No doubt it comes from a sincere place: composer Kris Bowers, probably best known for scoring the 2018 film Green Book and the 2020 television series Bridgerton, is premiering a new concerto at the Walt Disney Concert Hall in Los Angeles, and in preparing for doing so, he is struck by a certain degree of proud self-doubt that, as an African-American man, he “belongs” in the white world of classical music. So he sketches out a little history by chatting with his grandfather, Horace Bowers Sr, about the generational struggle to succeed in the face of oppression and racism.

That’s all well and good, and Horace, recently diagnosed with cancer and amply in the mood to do some reflecting, is a miraculous interview subject, ready with stories and ideas about the changing culture around him throughout his long life. This does not prevent A Concerto Is a Conversation from being just disastrously ill-made. To begin with, while I’ve just sketched out a pretty straightforward thematic throughline, I’m doing a lot more of the work to make that clear than the film is: it’s so slight at 13 minutes that it can’t even find room to make connections itself, and so just spins out anecdotes, and hopes for the best. That’s bad.
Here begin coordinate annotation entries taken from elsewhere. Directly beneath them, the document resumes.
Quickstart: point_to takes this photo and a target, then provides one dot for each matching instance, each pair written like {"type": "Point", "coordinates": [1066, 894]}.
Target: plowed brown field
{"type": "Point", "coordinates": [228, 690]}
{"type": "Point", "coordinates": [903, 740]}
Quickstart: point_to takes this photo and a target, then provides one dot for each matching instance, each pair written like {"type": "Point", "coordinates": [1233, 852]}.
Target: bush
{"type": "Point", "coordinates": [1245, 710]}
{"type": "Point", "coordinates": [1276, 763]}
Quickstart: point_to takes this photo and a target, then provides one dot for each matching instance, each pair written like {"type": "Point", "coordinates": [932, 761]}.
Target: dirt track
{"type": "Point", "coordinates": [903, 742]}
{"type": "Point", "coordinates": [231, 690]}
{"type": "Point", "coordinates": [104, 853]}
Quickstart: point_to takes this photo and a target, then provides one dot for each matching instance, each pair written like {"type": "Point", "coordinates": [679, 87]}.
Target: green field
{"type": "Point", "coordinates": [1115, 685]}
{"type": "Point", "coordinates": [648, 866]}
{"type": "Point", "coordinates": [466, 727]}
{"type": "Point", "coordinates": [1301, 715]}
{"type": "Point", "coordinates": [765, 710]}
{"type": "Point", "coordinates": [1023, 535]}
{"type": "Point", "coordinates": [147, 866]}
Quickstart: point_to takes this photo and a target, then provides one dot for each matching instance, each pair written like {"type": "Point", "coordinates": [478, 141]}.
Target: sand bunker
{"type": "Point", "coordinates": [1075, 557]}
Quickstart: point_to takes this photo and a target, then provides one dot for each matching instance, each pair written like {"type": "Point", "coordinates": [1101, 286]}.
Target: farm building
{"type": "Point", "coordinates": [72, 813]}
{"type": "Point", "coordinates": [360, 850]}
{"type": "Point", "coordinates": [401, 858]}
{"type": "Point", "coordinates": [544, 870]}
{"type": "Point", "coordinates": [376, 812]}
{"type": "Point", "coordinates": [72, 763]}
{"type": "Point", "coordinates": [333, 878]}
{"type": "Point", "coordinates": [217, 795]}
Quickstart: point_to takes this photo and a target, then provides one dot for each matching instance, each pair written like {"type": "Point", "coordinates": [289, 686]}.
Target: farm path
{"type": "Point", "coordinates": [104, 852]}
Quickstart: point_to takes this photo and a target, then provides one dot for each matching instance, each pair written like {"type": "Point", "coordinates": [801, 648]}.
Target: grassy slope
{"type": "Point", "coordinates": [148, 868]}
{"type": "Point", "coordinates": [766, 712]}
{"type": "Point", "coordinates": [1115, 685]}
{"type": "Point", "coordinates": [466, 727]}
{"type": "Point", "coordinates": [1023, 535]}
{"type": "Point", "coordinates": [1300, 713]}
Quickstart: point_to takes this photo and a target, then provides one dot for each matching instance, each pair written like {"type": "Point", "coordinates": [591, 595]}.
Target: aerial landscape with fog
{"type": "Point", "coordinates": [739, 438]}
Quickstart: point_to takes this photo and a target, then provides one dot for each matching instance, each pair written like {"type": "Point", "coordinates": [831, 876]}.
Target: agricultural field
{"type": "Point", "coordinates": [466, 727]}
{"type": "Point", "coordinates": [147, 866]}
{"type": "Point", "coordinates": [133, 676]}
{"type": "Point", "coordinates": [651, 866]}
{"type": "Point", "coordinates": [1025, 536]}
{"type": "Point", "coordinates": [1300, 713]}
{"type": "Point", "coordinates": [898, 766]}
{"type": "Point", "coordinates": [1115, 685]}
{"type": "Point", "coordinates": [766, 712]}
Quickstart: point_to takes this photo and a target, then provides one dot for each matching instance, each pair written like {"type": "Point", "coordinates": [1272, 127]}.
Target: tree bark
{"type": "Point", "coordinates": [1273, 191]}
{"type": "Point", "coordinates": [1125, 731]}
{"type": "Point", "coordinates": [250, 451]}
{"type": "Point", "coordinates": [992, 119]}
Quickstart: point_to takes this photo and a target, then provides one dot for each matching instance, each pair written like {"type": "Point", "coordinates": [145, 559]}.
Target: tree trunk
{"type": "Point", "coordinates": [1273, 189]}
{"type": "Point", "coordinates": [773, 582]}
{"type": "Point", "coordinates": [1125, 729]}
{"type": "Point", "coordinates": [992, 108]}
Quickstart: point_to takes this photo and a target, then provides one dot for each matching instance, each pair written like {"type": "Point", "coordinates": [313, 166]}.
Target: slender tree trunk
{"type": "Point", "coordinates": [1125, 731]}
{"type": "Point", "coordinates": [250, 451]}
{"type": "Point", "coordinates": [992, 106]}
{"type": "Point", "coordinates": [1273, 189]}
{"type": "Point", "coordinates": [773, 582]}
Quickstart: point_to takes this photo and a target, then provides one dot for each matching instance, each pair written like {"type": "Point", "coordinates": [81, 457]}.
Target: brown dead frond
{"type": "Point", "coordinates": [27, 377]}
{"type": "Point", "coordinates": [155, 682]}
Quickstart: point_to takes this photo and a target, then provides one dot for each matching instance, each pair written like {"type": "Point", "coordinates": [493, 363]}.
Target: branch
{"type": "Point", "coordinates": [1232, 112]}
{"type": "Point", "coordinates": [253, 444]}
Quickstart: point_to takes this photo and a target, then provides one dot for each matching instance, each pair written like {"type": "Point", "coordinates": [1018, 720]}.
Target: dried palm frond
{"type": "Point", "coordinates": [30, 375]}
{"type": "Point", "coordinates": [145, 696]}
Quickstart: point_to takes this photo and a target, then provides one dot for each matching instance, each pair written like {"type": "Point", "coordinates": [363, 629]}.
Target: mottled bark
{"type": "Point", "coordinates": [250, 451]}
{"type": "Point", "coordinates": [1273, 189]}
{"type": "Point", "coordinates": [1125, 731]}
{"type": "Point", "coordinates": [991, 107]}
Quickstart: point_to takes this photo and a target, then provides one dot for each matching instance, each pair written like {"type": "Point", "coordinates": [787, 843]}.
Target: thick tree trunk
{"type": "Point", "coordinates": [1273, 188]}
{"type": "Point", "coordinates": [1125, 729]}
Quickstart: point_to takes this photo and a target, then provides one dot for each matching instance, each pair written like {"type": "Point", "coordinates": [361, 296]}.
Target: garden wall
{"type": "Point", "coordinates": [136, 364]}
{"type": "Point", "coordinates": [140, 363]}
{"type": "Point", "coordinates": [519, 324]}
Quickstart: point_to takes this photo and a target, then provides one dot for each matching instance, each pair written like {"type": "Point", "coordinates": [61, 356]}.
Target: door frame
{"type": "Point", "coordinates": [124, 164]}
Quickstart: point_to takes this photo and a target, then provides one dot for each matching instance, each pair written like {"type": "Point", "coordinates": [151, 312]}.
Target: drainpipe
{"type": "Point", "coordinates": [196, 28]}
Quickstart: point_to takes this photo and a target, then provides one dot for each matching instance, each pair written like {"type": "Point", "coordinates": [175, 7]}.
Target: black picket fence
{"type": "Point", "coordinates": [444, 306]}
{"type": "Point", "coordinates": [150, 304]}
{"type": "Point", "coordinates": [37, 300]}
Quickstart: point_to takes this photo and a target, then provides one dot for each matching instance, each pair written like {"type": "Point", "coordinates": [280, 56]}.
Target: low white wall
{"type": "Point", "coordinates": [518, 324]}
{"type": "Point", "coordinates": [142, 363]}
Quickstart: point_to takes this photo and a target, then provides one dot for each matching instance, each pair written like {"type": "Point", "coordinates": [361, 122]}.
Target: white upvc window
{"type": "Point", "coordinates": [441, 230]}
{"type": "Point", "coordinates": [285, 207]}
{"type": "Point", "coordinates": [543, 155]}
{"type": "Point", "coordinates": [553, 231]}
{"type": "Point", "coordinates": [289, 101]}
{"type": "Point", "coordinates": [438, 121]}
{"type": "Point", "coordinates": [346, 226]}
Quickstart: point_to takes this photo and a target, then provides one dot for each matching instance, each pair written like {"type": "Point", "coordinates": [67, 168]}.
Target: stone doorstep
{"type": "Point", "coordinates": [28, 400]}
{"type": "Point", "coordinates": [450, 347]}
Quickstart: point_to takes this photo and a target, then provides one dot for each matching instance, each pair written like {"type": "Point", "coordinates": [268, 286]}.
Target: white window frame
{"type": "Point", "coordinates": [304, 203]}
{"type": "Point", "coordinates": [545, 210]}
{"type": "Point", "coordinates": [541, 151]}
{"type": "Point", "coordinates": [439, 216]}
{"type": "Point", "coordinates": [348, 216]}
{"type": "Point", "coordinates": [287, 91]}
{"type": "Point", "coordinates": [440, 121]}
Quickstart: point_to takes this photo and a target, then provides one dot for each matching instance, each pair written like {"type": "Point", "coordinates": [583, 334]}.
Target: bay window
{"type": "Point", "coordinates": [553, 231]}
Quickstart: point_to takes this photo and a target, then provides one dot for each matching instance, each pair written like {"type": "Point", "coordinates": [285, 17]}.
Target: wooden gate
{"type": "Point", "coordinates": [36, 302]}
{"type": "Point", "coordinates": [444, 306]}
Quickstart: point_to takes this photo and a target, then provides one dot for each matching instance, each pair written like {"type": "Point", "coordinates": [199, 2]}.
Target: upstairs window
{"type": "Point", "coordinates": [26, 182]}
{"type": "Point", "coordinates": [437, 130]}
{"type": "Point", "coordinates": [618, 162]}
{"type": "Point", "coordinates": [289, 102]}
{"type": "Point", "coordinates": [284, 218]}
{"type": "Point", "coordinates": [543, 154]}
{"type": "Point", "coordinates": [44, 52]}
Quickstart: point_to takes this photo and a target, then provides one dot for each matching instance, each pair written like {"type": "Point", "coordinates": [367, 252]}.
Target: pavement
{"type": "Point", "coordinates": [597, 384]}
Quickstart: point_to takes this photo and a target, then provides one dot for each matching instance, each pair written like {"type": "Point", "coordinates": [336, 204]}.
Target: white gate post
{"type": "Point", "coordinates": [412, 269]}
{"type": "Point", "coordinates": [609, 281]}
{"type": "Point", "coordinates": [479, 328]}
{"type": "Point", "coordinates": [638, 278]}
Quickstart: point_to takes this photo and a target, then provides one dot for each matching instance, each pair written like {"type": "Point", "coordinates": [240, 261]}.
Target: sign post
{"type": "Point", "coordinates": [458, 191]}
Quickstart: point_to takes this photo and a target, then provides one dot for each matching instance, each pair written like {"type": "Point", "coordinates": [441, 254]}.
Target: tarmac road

Even worse, it is horribly edited, with the conversation between grandfather and grandson taking the form of very tight close-ups on each of their faces, centered in frame and pinned in an excruciatingly shallow focus, as they stare directly  into the lens. And it ping-pongs between these shots with arrhythmic jagging that seems impossible to come someone who has to think about rhythm as a function of composing music, as Bowers does. In particular, whenever he acknowledges something his grandfather says or interjects, his face cuts in curtly, leaving microscopic little hiccups in the ambient sound and killing the lingering echoes of words. It’s very nearly unwatchable. And to be fair, this isn’t the only thing the film does – it uses photographs, old home movies, stock footage of Kris’s rising career, and so on – and that’s at least worked into the film with banal neutrality. But the absolute best that can be said for the heart-to-heart that gives the film its soul is that it feels very much like a profoundly unsatisfying and technically not-quite-there Zoom call, with unusually polished lighting and cinematography, and my God, as down as I’ve been on 2020, it was worse than I thought if we’re to the point that we’re pursuing that as an aesthetic.